Festredner Brigadier Wolfgang Bachler, Exchef der Polizeielitegruppe "Cobra":

Die 10 Grundprinzipien für ein effektives und effizientes Krisenmanagement:
  1. Manager in Führungspostitionen müssen mit Krisen rechnen und darauf vorbereitet sein.
  2. Beim Management von Krisen ist es wichtig, dass die Führungskräfte sich nicht nur um technische Fragen kümmern sondern sehr genau auf Stimmungen bei Mitarbeitern, Kunden und Öffentlichkeit achten.
  3. Noch bevor eine Krise ausbricht, muss man die Mitglieder des Teams auswählen und informieren.
  4. In einer Krisensituation muss die Öffentlichkeit sofort mit allen gesetzlich zur Verfügung stehenden Mitteln umfassend informiert werden. (Ausnahme z.B. kriminaltaktische Überlegungen)
  5. Für den Anlassfall sollte ein Krisenzentrum eingerichtet und dafür Sorge getragen werden, dass das Krisenteam eine Strategie entwickeln, die nötigen Aktionen koordinieren und seine Botschaft an die betroffenen vermitteln kann.
  6. Krisenintervetionspläne sollten regelmäßig getestet und geübt werden.
  7. Krisen warten nicht bis alles vorbildlich geregelt ist, rasches Handeln ist der wesentliche Faktor des Krisenmanagement.
  8. Zu jedem Krisenmanagement sollte zumindest ein Experte von außerhalb gehören.
  9. Wenn eine Krise ausbricht, darf man sich nicht von der Aufgabe ablenken lassen, das Kerngeschäft des Unternehmens wie gewöhnlich weiterzubringen.
  10. Besonders in Krisenzeiten müssen die Führungskräfte das Gefühl haben, dass die Position des Unternehmens richtig und moralisch vertretbar ist.
Nutzen
  • Effektives Krisenmanagement schafft auch in schwierigsten Situationen Handlungsspielraum
  • macht Chancen nutzbar
  • führt das Unternehmen gestärkt in die Normalität zurück

 

                

 

Landesrat Rudi Anschober hob die Bedeutung der dezentralen Trinkwasserstrukturen hervor.
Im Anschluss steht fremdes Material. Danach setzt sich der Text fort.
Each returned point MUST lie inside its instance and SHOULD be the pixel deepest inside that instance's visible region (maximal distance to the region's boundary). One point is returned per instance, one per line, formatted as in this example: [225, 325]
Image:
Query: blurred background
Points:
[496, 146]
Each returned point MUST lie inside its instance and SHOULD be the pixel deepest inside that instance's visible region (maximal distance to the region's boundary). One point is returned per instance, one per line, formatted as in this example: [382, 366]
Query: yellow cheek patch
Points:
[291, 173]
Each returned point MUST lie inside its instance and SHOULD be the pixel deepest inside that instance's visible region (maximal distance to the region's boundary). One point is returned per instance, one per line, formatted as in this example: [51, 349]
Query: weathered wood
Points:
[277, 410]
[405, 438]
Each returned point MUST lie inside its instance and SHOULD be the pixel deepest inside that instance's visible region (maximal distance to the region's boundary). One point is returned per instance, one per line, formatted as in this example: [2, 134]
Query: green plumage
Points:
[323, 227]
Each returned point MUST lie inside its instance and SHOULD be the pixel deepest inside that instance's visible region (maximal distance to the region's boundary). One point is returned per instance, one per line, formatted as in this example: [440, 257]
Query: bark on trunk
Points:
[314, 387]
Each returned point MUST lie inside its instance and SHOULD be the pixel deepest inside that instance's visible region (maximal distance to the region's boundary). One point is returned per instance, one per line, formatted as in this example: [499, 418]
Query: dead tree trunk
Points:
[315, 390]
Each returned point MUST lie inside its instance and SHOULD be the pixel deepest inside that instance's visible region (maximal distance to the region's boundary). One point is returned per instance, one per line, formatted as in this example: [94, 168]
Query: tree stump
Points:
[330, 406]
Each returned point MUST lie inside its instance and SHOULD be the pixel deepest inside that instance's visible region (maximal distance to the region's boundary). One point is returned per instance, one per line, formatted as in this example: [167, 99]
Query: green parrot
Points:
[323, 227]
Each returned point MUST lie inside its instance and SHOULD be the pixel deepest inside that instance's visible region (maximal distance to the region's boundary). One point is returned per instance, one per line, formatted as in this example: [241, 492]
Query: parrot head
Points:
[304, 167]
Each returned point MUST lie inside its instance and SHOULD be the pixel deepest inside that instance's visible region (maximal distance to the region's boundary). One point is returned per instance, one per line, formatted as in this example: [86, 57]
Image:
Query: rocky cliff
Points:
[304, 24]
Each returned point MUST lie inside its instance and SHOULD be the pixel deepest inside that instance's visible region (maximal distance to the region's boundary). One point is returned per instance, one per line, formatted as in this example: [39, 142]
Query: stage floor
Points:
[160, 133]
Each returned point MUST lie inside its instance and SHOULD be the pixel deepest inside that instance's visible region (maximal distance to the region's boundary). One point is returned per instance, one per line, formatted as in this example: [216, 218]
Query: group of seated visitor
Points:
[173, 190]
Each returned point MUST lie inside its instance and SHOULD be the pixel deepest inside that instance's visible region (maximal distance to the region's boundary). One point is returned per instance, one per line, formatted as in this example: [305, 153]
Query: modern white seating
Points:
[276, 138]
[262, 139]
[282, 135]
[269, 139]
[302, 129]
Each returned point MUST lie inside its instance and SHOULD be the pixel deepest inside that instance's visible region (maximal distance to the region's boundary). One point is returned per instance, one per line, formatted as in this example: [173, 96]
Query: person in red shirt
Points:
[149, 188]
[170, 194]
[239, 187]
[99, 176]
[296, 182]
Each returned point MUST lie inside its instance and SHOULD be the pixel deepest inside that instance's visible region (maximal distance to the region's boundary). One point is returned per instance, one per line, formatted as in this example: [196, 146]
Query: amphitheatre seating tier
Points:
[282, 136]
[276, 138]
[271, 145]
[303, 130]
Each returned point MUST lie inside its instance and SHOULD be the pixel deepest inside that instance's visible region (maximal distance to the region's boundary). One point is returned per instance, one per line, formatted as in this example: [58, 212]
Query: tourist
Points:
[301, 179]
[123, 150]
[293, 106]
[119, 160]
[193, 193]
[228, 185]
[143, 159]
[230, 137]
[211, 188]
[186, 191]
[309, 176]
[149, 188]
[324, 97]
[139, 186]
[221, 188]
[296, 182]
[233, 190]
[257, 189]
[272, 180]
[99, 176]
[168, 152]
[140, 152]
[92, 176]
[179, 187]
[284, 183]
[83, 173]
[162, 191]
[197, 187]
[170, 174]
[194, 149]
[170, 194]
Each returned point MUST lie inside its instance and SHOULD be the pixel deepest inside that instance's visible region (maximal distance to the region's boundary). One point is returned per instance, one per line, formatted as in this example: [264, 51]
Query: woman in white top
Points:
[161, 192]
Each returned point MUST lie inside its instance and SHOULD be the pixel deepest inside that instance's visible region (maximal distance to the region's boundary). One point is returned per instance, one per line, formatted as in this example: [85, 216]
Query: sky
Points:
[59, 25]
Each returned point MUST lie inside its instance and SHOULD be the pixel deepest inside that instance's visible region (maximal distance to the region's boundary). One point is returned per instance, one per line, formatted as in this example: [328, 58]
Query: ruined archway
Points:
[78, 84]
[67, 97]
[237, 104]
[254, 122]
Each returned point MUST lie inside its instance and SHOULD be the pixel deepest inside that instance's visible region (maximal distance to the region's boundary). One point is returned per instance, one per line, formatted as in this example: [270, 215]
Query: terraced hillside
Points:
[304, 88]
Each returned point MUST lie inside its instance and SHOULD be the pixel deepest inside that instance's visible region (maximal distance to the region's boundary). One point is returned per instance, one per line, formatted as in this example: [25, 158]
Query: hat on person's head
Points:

Ein wichtiges Anliegen ist auch, dass die Dienststelle OÖ WASSER weiterhin gemeinsam mit dem OÖ WASSER Genossenschaftsverband zum Wohle für die über 1400 Wassergenossenschaften arbeitet, ja in Zukunft auch weitere Wassergenossenschaften zur Verbesserung der Wasserversorgung bei der Gründung unterstützt.

 

                 

 

Obmann ÖR Franz Mair dankte den Festteilnehmern und besonders herzlich auch der Geschäftsführung und den OÖ WASSER Mitarbeitern für die geleistete Arbeit.

 

 

Das Echo der vielen Teilnehmer war sehr positiv - "eine äußerst gelungene Veranstaltung und Feier!"

 

Mag. Thomas Kriegner, Energie AG Wasser:
"Nochmals vielen Dank für die Einladung zur Veranstaltung letzten Freitag. Es war aus meiner Sicht eine sehr gelungene Veranstaltung"

 

DI Christian Kneidinger, Land Oberösterreich, Wasserwirtschaft:
"Herzlichen Glückwunsch zum 60-jährigen Bestehen des Verbandes und der schönen Feier am Freitag. Ich wünsche euch weiterhin viel Erfolg und freue mich auf eine weitere gute Zusammenarbeit."